[Dorsey & Whitney LLP Letterhead]
August 3, 2021
201 Redwood Shores Pkwy, Suite 315
Redwood City, CA 94065
Re: Registration Statement on Form [applicable form] (File No. 333-251498)
Ladies and Gentlemen:
We have acted as counsel to Rezolute, Inc., a Nevada corporation (the “Company”), in connection with the filing by the Company with the Securities and Exchange Commission (the “Commission”) of a Prospectus Supplement (the “Prospectus Supplement”), dated August 3, 2021, to the Prospectus, dated January 6, 2021 and June 23, 2021, included in the Registration Statement on Form S-3 (File No. 333-251498) (the “Registration Statement”) filed by the Company with the Commission under the Securities Act of 1933, as amended (the “Securities Act”), relating to the sale by Lincoln Park Capital Fund, LLC of (i) 33,799 shares of common stock, par value $0.001 per share of the Company (the “Commitment Shares”), currently held by Lincoln Park Capital Fund, LLC, (ii) 95,708 shares of common stock, par value $0.001 per share of the Company (the “Initial Purchase Shares”), currently held by Lincoln Park Capital Fund, LLC and (iii) up to $20,000,000 of newly issued shares of common stock, par value $0.001 per share of the Company (the “Additional Shares,” and, collectively with the Commitment Shares and the Initial Purchase Shares, the “Common Shares”) that may be issued, from time to time, pursuant to the Purchase Agreement dated as of August 2, 2021 between the Company and Lincoln Park Capital Fund, LLC (the “Purchase Agreement”).
We have examined such documents and have reviewed such questions of law as we have considered necessary or appropriate for the purposes of our opinions set forth below. In rendering our opinions set forth below, we have assumed the authenticity of all documents submitted to us as originals, the genuineness of all signatures and the conformity to authentic originals of all documents submitted to us as copies. We have also assumed the legal capacity for all purposes relevant hereto of all natural persons.
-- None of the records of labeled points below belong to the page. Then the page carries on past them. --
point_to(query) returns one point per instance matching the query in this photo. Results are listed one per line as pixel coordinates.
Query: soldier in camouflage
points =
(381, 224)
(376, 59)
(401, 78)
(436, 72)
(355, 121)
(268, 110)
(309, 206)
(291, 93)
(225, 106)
As to questions of fact material to our opinions, we have relied upon certificates or comparable documents of officers and other representatives of the Company and of public officials.
|1.||Based on the foregoing, we are of the opinion that the Commitment Shares and the Initial Purchase Shares have been validly issued and are fully paid and non-assessable.|
|2.||Following (i) issuance and delivery of the Additional Shares in the manner contemplated by the Purchase Agreement, and (ii) receipt by the Company of the consideration for the Additional Shares specified in the Purchase Agreement and the resolutions of the Board of Directors, the Additional Shares will be validly issued, fully paid and nonassessable.|
August 3, 2021
Our opinions expressed above are limited to the Chapter 78 of the Nevada Revised Statutes.
We hereby consent to the filing of this opinion as an exhibit to a Current Report on Form 8-K to be filed by the Company with the Commission on the date hereof, which Current Report on Form 8-K will be incorporated by reference into the Registration Statement, and to the reference to our firm under the heading “Legal Matters” in the Prospectus Supplement. In giving this consent, we do not admit that we are within the category of persons whose consent is required under Section 7 of the Securities Act or the rules and regulations of the Commission thereunder.